I think the existing answers don't quite understand your question. I think I do but it's not completely specified yet. Is it a duplicate if the same SSN appears in two different files or only within the same file? Because you group by filename, that becomes the grain.
The Output of your query is like
StateFarm1, 500, 50, 10%, <your new value goes here>
AllState2, 100, 90, 90% <your new value goes here>
So if you have the same SSN in those two files, you have 1 duplicate, so on which row do you show 1, on the AllState row or the Statefarm row? If you say both, invariably someone will SUM that column and get a doubling of the results.
Now What if you have a Geico row with the same SSN, is that 1 duplicate or 2? and again which row?
I know this isn't a final answer but these questions do highlight the the question as it stands is unanswerable... you fix this and I'll change the answer,
please no downvotes in the meantime
Addendum
I believe the only thing you are missing is a DISTINCT.

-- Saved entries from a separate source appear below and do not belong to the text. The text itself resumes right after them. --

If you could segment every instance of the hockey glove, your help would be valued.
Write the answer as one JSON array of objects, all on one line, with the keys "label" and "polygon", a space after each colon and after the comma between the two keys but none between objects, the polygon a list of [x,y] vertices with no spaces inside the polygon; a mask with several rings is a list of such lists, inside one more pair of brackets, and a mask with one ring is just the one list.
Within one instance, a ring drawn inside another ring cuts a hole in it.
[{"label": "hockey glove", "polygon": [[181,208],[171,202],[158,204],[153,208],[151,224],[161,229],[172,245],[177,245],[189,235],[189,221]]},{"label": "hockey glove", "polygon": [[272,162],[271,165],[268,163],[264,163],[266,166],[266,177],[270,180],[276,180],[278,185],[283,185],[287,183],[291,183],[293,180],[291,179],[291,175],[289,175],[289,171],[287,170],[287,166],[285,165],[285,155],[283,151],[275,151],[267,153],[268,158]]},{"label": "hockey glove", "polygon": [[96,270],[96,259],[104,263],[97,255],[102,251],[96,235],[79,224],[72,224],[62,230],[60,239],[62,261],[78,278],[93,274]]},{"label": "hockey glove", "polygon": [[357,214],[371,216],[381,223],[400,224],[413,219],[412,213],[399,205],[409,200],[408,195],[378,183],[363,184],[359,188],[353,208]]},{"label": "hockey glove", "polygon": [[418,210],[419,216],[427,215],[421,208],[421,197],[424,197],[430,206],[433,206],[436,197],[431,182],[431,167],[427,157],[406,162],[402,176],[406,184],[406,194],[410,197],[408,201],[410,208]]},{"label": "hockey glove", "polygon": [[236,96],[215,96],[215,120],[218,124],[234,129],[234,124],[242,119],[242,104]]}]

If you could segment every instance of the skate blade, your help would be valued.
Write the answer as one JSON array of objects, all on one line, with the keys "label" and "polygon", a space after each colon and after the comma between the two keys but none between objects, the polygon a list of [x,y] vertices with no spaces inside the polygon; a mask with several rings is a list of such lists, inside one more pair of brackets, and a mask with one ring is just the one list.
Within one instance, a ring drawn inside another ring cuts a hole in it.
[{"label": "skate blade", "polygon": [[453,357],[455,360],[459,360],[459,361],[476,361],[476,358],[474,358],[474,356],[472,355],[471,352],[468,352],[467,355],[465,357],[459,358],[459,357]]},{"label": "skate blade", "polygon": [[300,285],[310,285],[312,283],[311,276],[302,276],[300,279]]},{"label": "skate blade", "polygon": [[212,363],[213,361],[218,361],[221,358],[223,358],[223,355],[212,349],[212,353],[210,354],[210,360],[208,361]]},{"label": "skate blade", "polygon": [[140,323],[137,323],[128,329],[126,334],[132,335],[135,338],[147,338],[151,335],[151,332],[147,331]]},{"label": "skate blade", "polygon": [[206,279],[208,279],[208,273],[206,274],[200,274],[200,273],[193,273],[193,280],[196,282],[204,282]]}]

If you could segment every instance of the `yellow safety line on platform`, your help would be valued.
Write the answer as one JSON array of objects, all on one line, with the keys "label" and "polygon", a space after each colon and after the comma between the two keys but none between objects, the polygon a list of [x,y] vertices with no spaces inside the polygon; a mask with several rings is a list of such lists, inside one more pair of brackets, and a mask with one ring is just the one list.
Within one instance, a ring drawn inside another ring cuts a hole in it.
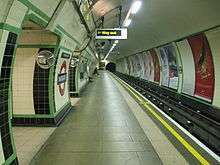
[{"label": "yellow safety line on platform", "polygon": [[121,79],[113,76],[122,86],[124,86],[126,89],[128,89],[135,98],[139,101],[140,104],[142,104],[145,108],[147,108],[160,122],[161,124],[194,156],[196,159],[203,165],[210,165],[210,163],[199,153],[194,149],[181,135],[176,132],[175,129],[172,128],[164,119],[162,119],[148,104],[149,102],[146,102],[142,96],[138,96],[138,94],[134,89],[132,89],[130,86],[125,84]]}]

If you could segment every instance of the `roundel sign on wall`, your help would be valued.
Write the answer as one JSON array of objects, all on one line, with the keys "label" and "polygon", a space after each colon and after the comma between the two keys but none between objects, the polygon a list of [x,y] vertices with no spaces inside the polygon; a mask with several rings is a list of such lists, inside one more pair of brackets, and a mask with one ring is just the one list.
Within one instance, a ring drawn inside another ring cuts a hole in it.
[{"label": "roundel sign on wall", "polygon": [[57,85],[59,87],[60,95],[63,96],[65,94],[65,86],[66,86],[66,80],[67,80],[67,64],[64,60],[57,78]]}]

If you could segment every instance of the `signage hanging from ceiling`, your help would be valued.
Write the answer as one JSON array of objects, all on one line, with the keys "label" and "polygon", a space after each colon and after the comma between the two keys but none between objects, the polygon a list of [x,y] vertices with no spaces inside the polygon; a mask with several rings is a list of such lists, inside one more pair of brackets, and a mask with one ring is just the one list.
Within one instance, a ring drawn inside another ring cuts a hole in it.
[{"label": "signage hanging from ceiling", "polygon": [[128,30],[126,28],[97,29],[96,39],[126,40],[128,39]]}]

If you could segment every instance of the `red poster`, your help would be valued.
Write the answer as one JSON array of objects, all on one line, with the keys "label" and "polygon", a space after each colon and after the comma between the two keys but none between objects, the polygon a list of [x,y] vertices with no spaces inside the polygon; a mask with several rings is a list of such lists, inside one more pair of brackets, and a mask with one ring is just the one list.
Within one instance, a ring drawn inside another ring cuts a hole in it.
[{"label": "red poster", "polygon": [[150,54],[154,63],[154,82],[160,82],[160,63],[157,53],[154,49],[150,50]]},{"label": "red poster", "polygon": [[191,46],[196,73],[194,95],[207,101],[212,101],[214,93],[214,65],[212,53],[205,34],[188,38]]}]

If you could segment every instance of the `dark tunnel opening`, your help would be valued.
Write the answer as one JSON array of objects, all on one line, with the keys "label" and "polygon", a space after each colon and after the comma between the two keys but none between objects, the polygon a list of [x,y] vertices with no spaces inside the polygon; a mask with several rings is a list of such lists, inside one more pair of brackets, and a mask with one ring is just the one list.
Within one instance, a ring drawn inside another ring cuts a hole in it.
[{"label": "dark tunnel opening", "polygon": [[106,65],[106,70],[108,70],[109,72],[116,72],[116,64],[113,62],[110,62]]}]

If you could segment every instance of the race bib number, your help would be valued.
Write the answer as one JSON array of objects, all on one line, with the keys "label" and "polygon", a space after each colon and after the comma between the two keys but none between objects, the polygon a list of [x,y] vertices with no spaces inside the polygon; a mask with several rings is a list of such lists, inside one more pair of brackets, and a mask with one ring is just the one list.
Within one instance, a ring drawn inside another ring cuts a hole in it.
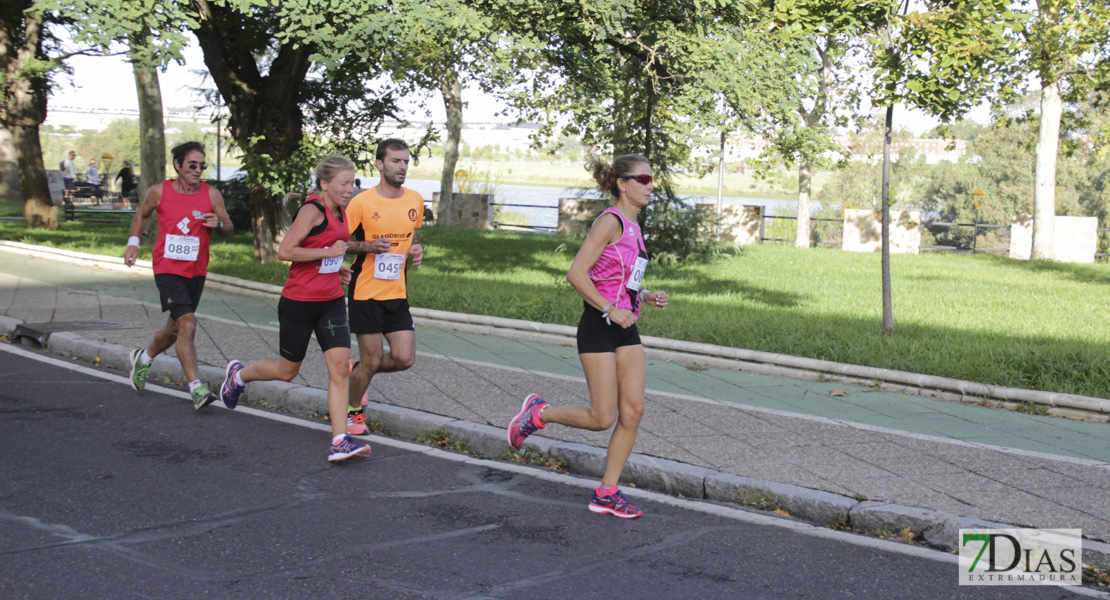
[{"label": "race bib number", "polygon": [[633,292],[640,291],[640,286],[644,284],[644,271],[647,270],[648,260],[644,257],[636,259],[636,264],[632,265],[632,276],[628,278],[628,289]]},{"label": "race bib number", "polygon": [[188,235],[166,235],[166,258],[195,262],[200,256],[200,238]]},{"label": "race bib number", "polygon": [[405,268],[404,254],[375,254],[374,279],[400,279]]},{"label": "race bib number", "polygon": [[333,256],[331,258],[320,259],[320,273],[338,273],[339,267],[342,266],[342,256]]}]

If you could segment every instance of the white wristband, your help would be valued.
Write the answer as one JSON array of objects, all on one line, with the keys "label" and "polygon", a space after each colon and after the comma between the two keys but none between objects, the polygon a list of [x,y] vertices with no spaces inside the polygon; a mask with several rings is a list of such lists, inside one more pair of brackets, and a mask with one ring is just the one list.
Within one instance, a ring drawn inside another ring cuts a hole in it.
[{"label": "white wristband", "polygon": [[133,235],[133,236],[127,238],[127,245],[128,246],[134,246],[134,247],[138,248],[139,247],[139,236]]},{"label": "white wristband", "polygon": [[650,293],[651,293],[651,290],[649,290],[647,288],[640,288],[640,293],[639,293],[640,302],[643,302],[644,298],[646,298],[647,295],[650,294]]}]

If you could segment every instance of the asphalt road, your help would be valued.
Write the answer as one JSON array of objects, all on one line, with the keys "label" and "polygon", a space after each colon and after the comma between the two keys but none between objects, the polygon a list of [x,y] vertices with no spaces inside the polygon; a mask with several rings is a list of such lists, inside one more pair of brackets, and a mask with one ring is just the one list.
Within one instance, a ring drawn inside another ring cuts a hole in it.
[{"label": "asphalt road", "polygon": [[[3,598],[1074,598],[957,585],[954,557],[372,438],[194,412],[184,392],[0,347]],[[1090,590],[1088,590],[1090,593]]]}]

select [q1].[filename], [q1].leads, [q1].closed, [q2].dups
FROM (
SELECT [filename], count([filename]) as leads,
count(closedleads.id) as closed
FROM tbldata
left join closedleads on closedleads.leadid = Table.id
group by [filename]
) as [q1]
INNER JOIN (
select count( DISTINCT [ssn]) as dups, [filename] from Table '<---- here'
group by [ssn], [filename]
having count([ssn]) > 1
) as [q2] on [q1].[filename] = [q2].[filename]
You don't need the outer COUNT - your inner SELECT COUNT(*)... will return you just one number, a count of records with duplicate SSN but different id.